In the Frame - By Dick Francis Page 0,21

proper trouper.’

She looked pleased and almost kittenish, and I had a vivid impression of what she had been like with Archie.

‘There’s one thing, though, dear,’ she said awkwardly. ‘After today, and all that’s been said, I don’t think I want that picture you’re doing. I don’t any more want to remember the house as it is now, only like it used to be. So if I give you just the fifty pounds, do you mind?’

5

We went to Shropshire in Maisie’s Jaguar, sharing the driving.

Donald on the telephone had sounded unenthusiastic at my suggested return, but also too lethargic to raise objections. When he opened his front door to us, I was shocked.

It was two weeks since I’d left him to go to Yorkshire. In that time he had shed at least fourteen pounds and aged ten years. His skin was tinged with blue-ish shadows, the bones in his face showed starkly, and even his hair seemed speckled with grey.

The ghost of the old Donald put an obvious effort into receiving us with good manners.

‘Come in,’ he said. ‘I’m in the diningroom now. I expect you’d like a drink.’

‘That would be very nice, dear,’ Maisie said.

He looked at her with dull eyes, seeing, as I saw, a large good-natured lady with glossy hair and expensive clothes, her smart appearance walking a tightrope between vulgarity and elegance and just making it to the safer side.

He waved to me to pour the drinks, as if it would be too much for him, and invited Maisie to sit down. The diningroom had been roughly refurnished, containing now a large rug, all the sunroom armchairs, and a couple of small tables from the bedrooms. We sat in a fairly close group round one of the tables, because I had come to ask questions, and I wanted to write down the answers. My cousin watched the production of notebook and ballpoint with no show of interest.

‘Don,’ I said, ‘I want you to listen to a story.’

‘All right.’

Maisie, for once, kept it short. When she came to the bit about buying a Munnings in Australia, Donald’s head lifted a couple of inches and he looked from her to me with the first stirring of attention. When she stopped, there was a small silence.

‘So,’ I said finally, ‘you both went to Australia, you both bought a Munnings, and soon after your return you both had your houses burgled.’

‘Extraordinary coincidence,’ Donald said: but he meant simply that, nothing more. ‘Did you come all this way just to tell me that?’

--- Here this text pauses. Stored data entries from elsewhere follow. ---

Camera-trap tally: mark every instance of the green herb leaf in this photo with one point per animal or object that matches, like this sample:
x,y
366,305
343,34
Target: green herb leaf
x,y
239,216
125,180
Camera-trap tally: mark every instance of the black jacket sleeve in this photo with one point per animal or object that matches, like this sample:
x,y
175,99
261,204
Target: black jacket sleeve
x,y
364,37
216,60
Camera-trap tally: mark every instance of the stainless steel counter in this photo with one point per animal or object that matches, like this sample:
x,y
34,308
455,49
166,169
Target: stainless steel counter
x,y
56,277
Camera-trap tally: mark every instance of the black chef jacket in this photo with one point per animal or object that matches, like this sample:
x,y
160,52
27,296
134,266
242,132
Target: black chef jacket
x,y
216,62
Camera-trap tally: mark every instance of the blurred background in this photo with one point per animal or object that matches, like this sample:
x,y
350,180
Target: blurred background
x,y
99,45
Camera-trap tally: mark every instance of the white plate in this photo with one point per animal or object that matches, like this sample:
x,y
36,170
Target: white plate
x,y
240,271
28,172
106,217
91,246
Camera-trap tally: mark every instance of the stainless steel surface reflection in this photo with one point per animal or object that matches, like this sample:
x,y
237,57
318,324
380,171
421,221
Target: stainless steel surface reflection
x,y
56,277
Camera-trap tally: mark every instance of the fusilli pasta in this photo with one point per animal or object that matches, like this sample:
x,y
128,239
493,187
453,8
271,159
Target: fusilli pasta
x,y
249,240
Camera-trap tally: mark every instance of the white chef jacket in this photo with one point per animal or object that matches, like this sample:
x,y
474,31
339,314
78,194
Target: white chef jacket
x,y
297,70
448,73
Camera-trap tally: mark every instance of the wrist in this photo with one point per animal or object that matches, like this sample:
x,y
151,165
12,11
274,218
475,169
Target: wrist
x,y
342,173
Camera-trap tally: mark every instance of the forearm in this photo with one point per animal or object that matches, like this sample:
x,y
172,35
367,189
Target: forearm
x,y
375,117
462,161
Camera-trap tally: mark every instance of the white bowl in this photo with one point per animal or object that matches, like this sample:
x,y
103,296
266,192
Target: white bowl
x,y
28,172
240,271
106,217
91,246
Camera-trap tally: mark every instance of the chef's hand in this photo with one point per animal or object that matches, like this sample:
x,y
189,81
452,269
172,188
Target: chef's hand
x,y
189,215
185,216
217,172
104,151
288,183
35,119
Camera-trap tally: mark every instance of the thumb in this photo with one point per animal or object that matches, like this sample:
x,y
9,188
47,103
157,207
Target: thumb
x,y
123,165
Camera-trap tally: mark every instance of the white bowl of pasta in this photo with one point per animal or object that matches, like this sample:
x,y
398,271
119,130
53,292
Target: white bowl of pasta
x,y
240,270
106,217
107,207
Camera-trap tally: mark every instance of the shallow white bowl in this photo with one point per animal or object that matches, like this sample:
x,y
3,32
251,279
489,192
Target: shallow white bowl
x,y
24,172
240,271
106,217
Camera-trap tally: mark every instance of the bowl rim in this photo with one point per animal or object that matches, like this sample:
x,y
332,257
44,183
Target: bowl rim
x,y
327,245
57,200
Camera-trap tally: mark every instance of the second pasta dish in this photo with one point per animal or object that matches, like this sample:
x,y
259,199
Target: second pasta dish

‘I wanted to see how you were.’

‘Oh. I’m all right. Kind of you, Charles, but I’m all right.’

Even Maisie, who hadn’t known him before, could see that he wasn’t.

‘Where did you buy your picture, Don? Where exactly, I mean.’

‘I suppose… Melbourne. In the Hilton Hotel. Opposite the cricket ground.’

I looked doubtful. Although hotels quite often sold pictures by local artists, they seldom sold Munnings.

‘Fellow met us there,’ Don added. ‘Brought it up to our room. From the gallery where we saw it first.’

‘Which gallery?’

He made a slight attempt to remember. ‘Might have been something like Fine Arts.’

‘Would you have it on a cheque stub, or anything?’

He shook his head. ‘The wine firm I was dealing with paid for it for me, and I sent a cheque to their British office when I got back.’

‘Which wine firm?’

‘Monga Vineyards Proprietary Limited of Adelaide and Melbourne.’

I wrote it all down.

‘And what was the picture like? I mean, could you describe it?’

Donald looked tired. ‘One of those “Going Down to the Start” things. Typical Munnings.’

‘So was mine,’ said Maisie, surprised. ‘A nice long row of jockeys in their colours against a darker sort of sky.’

‘Mine had only three horses,’ Donald said.

‘The biggest, I suppose you might say the nearest jockey in my picture had a purple shirt and green cap,’ Maisie said, ‘and I expect you’ll think I was silly but that was one of the reasons I bought it, because when Archie and I were thinking what fun it would be to buy a horse and go to the races as owners, we decided we’d like purple with a green cap for our colours, if no one else already had that, of course.’

‘Don?’ I said.

‘Mm? Oh… three bay horses cantering… in profile… one in front, two slightly overlapping behind. Bright colours on the jockeys. I don’t remember exactly. White racetrack rails and a lot of sunny sky.’

‘What size?’

He frowned slightly. ‘Not very big. About twenty-four inches by eighteen, inside the frame.’